Several key aspects about the genetic heterogeneity within sylvatic genotype were investigated. The sylvatic genotype is characterized by a spatial genetic structure and found to comprise of two genetically distinct lineages (S1 and S2). These lineages possess distinct host range and geographic localities (Africa and Malaysia). It thus supported earlier findings that the Malaysian and African sylvatic DENV-2 strains are genetically distinct (Vasilakis et al., 2008). Apart from spatial subdivision, the present study highlights a significant association between episodic positive selection on several codons in non-structural genes (NS5, NS4B) and evolution of sylvatic strains in general and that of S2 lineage, in particular. The S2 lineage was comprised of two strains from Malaysia, one isolated from a monkey host in 1970 (GenBank: EF105379) while the other (isolate DKD811) was isolated in 2008 and is known to cause Dengue hemorrhagic fever in humans (GenBank: FJ467493). It was deduced that the disease-causing isolate DKD811 of S2 lineage remained undetected and was resident in non-human primates in this location for 38 years (Cardosa et al., 2009). Association of sylvatic DENV-2 strains with disease phenotype in humans has been reported (Cardosa et al., 2009; Franco et al., 2011). Therefore, the mutations in non-structural genes identified with respect to the S2 lineage could be used to monitor such strains in future. Earlier studies reported the potential role of envelope gene in evolution of sylvatic strains (Twiddy, Woelk & Holmes, 2002; Vasilakis et al., 2007). Thus, the observations reported in our study may help to understand the transition of DENV-2 from sylvatic to human hosts mediated through adaptive evolution of the non-structural genes.
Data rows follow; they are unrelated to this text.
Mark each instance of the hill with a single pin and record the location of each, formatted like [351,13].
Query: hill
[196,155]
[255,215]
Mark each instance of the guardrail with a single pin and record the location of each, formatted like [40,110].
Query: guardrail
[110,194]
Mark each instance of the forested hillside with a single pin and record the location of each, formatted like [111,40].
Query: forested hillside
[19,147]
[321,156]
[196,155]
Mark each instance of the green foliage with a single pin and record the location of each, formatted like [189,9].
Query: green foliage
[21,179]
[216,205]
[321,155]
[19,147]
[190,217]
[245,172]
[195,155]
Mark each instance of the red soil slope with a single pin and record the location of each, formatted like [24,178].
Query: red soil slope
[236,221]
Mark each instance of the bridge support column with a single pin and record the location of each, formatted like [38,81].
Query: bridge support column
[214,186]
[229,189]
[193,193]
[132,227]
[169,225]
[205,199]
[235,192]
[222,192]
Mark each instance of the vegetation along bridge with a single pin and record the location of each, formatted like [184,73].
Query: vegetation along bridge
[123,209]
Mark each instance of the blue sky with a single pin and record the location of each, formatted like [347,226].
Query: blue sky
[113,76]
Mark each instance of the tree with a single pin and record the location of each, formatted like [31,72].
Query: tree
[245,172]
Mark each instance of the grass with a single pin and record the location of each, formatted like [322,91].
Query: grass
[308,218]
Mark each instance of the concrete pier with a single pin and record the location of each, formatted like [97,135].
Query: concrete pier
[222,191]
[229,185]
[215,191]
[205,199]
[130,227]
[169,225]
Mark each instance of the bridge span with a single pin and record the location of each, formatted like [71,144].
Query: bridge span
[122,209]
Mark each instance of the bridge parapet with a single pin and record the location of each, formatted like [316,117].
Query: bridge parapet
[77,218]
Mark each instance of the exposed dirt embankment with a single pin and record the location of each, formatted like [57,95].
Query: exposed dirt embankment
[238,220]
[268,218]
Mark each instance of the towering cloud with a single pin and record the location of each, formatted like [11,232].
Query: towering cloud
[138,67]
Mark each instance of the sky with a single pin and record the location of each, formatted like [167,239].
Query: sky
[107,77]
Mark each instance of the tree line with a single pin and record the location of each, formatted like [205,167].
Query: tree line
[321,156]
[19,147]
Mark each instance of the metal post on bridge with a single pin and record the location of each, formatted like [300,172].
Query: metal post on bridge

In case of Asian I (AI) genotype, the evolution of strains was found to be driven primarily by time and recombination. A clear subdivision of Asian I strains into older AI-1 and modern AI-2 was observed. The Thailand strains isolated during 2001 appear to play an important role in the spread of DENV-2 to modern AI-2 countries such as Cambodia and Vietnam. Several strains of modern AI-2 lineage (from Cambodia and Vietnam) were identified as recombinants (Table 1), having their major parent from Thailand (isolated in 2001) and thus substantiating the role of Thailand strains in spread of DENV-2 in nearby regions. Such conjecture is also supported by an earlier study (Hang et al., 2010). Thailand is observed to act as an epicenter to cause dengue epidemic cycles in the surrounding areas (Cummings et al., 2004; Van Panhuis et al., 2015).

The Cosmopolitan (C) genotype was found to have a hierarchical and spatiotemporal genetic structure wherein all the members were observed to undergo time-dependent subdivision into two lineages such as older C1 and modern C2. The modern C2 lineage is further subdivided into three sub-lineages based on spatial distribution of strains. Such hierarchical genetic structure is attributed to interplay among recombination, episodic positive selection on non-structural genes (NS2B and NS5) and spatiotemporal distribution of cosmopolitan strains. The analysis using the population genetics approach also helped to reveal that the Indonesian strains of modern C2 lineage (GenBank: GQ398263, GQ398264) are admixed having membership for both C1 and C2 subpopulations, thereby emphasizing the role of Indonesia in emergence of DENV-2 in other countries.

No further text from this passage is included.